Stroking his arm, she began to whisper the Twenty-third Psalm. Slowly, gradually, the comforting words calmed her fears. She and Dan weren’t alone. It wasn’t up to the doctors and nurses to determine whether Dan lived or died.
It was up to the Great Shepherd, who had led him out of the valley of the shadow of death.
She would fear no evil now.
Chapter Twenty-Five
By midmorning, Jill’s body had begun to ache. She didn’t remember injuring her knees, her back, or her neck, but that initial explosion had thrown her pretty hard. It would take awhile to work the soreness out.
She moved slowly, fatigue making her limbs heavy. She needed sleep, but anything could happen with Dan. She wasn’t sure her friends would wake her at his visiting time if she fell asleep.
Her lungs were congested, and her chest ached from coughing. Dan’s doctor had prescribed an antibiotic and something to help her breathing, as well as a mild anti-inflammatory to help with her soreness. Susan, who had been with her all night and was almost as tired as she, had gone to get the prescription filled.
As she waited for visiting time, Jill wondered about Ashley’s mother. Had she been found, or was the girl still camped out on a cot in that room full of suffering?
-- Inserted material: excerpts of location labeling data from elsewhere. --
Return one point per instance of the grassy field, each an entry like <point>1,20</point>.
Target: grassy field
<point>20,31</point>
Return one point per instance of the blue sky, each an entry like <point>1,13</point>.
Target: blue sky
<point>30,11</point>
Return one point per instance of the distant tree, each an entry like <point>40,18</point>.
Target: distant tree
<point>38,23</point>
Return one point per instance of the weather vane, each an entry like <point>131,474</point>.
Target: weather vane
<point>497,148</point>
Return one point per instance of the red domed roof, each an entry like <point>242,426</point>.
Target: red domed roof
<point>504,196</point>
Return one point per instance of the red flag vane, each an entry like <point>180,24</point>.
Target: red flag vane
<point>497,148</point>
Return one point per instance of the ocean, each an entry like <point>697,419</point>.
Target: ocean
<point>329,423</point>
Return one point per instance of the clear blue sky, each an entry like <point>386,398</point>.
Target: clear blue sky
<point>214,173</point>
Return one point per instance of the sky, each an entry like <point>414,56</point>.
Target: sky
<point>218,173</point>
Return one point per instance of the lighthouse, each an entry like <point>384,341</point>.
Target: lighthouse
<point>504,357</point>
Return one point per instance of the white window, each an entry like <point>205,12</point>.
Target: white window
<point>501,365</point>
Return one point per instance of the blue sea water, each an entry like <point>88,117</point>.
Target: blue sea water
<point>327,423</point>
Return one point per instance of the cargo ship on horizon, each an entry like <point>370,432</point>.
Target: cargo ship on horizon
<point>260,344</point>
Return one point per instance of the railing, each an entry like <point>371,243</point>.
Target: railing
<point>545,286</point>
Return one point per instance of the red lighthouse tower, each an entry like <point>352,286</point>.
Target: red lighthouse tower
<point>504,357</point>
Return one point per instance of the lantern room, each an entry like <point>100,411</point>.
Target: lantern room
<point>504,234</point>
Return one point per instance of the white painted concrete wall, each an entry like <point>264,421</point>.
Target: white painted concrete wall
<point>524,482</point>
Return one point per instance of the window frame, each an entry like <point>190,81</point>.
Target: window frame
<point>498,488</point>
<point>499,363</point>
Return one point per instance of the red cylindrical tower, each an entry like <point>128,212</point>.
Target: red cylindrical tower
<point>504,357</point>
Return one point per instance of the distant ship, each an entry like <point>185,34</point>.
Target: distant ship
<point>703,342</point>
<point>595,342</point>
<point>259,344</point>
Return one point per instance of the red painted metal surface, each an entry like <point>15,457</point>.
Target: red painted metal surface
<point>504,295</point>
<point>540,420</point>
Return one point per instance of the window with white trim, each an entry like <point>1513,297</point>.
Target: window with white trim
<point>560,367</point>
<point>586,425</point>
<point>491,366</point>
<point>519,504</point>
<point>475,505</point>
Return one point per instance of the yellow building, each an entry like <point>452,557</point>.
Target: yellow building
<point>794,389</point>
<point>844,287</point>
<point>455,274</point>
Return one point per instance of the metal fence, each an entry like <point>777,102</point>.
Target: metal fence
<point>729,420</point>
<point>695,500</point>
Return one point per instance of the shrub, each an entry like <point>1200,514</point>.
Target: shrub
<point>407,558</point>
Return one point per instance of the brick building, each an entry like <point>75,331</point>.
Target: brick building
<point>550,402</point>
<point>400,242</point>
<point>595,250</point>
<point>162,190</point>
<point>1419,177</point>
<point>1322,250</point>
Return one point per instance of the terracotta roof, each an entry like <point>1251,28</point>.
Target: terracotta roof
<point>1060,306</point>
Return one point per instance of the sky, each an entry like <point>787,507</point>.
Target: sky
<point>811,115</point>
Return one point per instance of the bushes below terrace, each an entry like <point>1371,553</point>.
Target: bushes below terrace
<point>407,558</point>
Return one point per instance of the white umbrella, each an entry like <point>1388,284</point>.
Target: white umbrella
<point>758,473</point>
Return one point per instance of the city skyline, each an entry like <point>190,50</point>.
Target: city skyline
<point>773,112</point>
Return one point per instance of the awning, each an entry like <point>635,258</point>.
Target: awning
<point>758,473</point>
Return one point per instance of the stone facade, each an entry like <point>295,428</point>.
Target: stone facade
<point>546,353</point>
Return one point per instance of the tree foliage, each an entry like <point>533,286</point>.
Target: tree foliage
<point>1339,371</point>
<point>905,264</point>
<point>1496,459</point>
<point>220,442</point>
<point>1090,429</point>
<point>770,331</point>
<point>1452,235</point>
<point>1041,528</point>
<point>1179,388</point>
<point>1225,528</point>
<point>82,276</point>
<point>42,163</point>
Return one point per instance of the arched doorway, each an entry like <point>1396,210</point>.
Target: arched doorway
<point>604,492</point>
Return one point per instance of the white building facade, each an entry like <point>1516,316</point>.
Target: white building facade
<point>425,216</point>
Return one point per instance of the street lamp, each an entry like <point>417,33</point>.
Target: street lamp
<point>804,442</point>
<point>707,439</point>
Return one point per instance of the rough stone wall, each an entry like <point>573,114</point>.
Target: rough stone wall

Her court reporter, Wanda, had sent word that she was fine. She had gotten out in plenty of time.
Jill wondered about Gordon Webster. That firefighter who had come along and taken Gordon from them had certainly saved her life and Ashley’s, for she and Ashley could never have gotten Gordon out in time. But she wondered if the firefighter had managed to save Gordon . . . or himself.
She hadn’t seen them come out, but then, she’d been looking for Dan.